Assim, anestesiados e famintos, cultivamos nossa ânsia, meio que incrédulos, assistindo a escalada política da extrema direita no Brasil, sob patrocínio do juiz ator político que o deputado federal Glauber Braga, do PSOL, chama de "juiz ladrão".

O galope ganha fôlego e a recepção do viés político, enquanto hipótese motivacional apta a caracterização do ato de terrorismo, torna a bater nossa porta. Clarice, cujo amor sempre guardarei, já poetizava: "Sentimento ilhado, morto e amordaçado, volta a incomodar".

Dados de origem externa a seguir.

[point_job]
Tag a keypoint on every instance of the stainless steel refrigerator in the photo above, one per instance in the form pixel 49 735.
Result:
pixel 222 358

Ainda que o mundo sulista insista em girar em torno do próprio umbigo, ressuscitando em cada caudilho que lhes acene desejos e desadormeça delírios fascistas, os seus infindáveis white people problems, não se pode ver nos movimentos sociais qualquer viés terrorista...

Bebê, você pode até ser um liberal, mas não deve ser um ignorante sem conhecimento histórico. Tanto quanto não precisa ser, além de pró-mercado, contra a vida. Tampouco usar calça de camuflagem (tática), uma pistola de grife (glock) e acreditar que está em guerra – a propósito e sobre estar em guerra: "Vocês que fazem parte dessa massa" conseguiram, nesses anos de ignomínia, ao menos identificar o inimigo?

Ei, boi; o verdadeiro inimigo é a sua ignorância. E o que seria ignorar? Segundo o Aurélio (digital), ignorar parece com "desamparar, abandonar, desconhecer, desonrar, desluzir, excluir, humilhar, marginalizar, preterir..."

O desconhecimento oprime mais que qualquer outro (des)valor, suposto que impede a luz da sabença de luz ser, trazendo a reboque do breu que alimenta a ignorância, o medo da sombra da desandança. Ignorar é não colar na pessoa a grandeza do ser. Estamos, mas já não somos, suposto que estar impõe uma condição material, ao passo que ser reclama a integração do ego com o superego, desaguando essa soma no que identificamos enquanto conhecimento.

Conhecer, a seu tempo, é (também e principalmente) se colocar no lugar do outro, sempre e a destempo das circunstâncias que permeiam o ontem e o amanhã não se pronunciem hoje – que empatia é sempre para agora... Já não há um estado de bem-estar social. A guerra fria pode tê-lo ferido, mas quem o sepultou foi o neoliberalismo, com o auxílio prestimoso de alguns generais de estimação, loucos por um golpe, safados por ordenar uma sevícia torturante – havendo cavernícolas que os apologize...

Pensar que essa gente que cultiva mitos se rendeu a uma narrativa, sem sequer se dar ao trabalho de questionar seus elementos.

Há séculos de opressão nessa opção, suposto que ela separa empatia de imbecilização... Já não importa o que foi feito da luz, tampouco para onde vamos quando a noite chegar. O que importa é resgatar a realidade. Restabelecer o primado da verdade, ainda que sob os efeitos colaterais que o chamado à ignorância nos siga custando dia após dia...

Então, pense grei: você autoriza o que quando autoriza um golpe de estado? É da desconstrução das conquistas civilizatórias que estamos tratando e não de uma farda caminhando ao vento...

Por falar em estultices: não se faz apologia da intervenção militar ao som de Pink Floyd e Geraldo Vandré – caminhando e cantando é um hino contra a ditadura e não uma música descolada para você ouvir enquanto caminha na distopia que sua ignorância concebeu. Perceba, oh rês ignata, o quão imbecilizante é esse vosso movimento...

Como já cantou Ney Matogrosso, "entre os sacis e as fadas’" temos o dever histórico e moral de ficar com ambos e, assim, manter o direito conquistado e retratado nos marcos civilizatórios – que ele veio em sangue derramado por Clarisse e Maria, por João e José, para que a gente possa viver na plenitude a dor e a delícia de ser o que quiser.

Tristes e almiscarados trópicos, onde o berrante tem dado o tom.